In this section, you’ll load a pre-defined query, modify it, and save it for future use. To demonstrate, you do a slight modification to the Count heartbeats query.

  1. Select Count heartbeat in the Queries window again, but click on Load to editor to open the query editor.
Loading the query into the editor
Loading the query into the editor

2. Change the time range to the last 2 hours in the query editor by changing the below line.

From:

where TimeGenerated > ago(1h)

To:

where TimeGenerated > ago(2h)

3. Finally, click on the Run button to execute the modified query to test it.

Running the custom query
Running the custom query

As a result, you will see the heartbeat count for the past two hours, as shown below.

Custom query result
Custom query result

4. Click on Save to save the query for future use.

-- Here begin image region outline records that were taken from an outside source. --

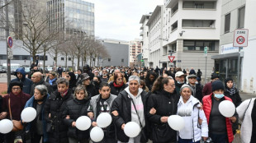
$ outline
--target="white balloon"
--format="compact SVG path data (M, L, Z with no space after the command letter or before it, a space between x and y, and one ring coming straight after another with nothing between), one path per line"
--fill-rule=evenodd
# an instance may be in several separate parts
M33 121L36 117L36 110L32 107L27 107L21 112L21 119L25 122Z
M185 126L185 121L183 118L178 115L171 115L168 118L168 123L170 127L175 131L182 130Z
M235 104L229 100L223 100L219 104L220 113L226 118L230 118L234 116L235 113Z
M126 124L124 131L127 136L135 137L140 134L140 127L137 122L129 122Z
M112 122L111 116L107 113L102 113L97 118L97 125L100 127L107 127Z
M91 127L91 119L87 116L81 116L75 122L76 127L81 131L88 130Z
M9 119L2 119L0 121L0 132L7 134L13 128L13 123Z
M104 137L104 131L99 127L94 127L90 132L90 137L94 142L101 141Z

Provide a descriptive Name and Description(optional) for the query and click on Save.

Future Use
Future Use
Saving the custom query
Saving the custom query

Conclusion

In this tutorial, you’ve learned how to create a Log Analytics workspace and enable the VM insights agent on your Azure VMs. You’ve also learned how to run pre-defined and custom queries on the log data.

Now it’s your turn to put what you’ve learned into practice. Try creating your custom queries and see what interesting insights you can glean from the data. You could also take your analytics further by creating pivots, summarizing your data, and working with charts.

You’ll also benefit from using Log Analytics as the data source for Grafana monitoring. This kind of integration proves that Azure Monitoring Log Analytics is a flexible and adaptable tool in today’s DevOps world.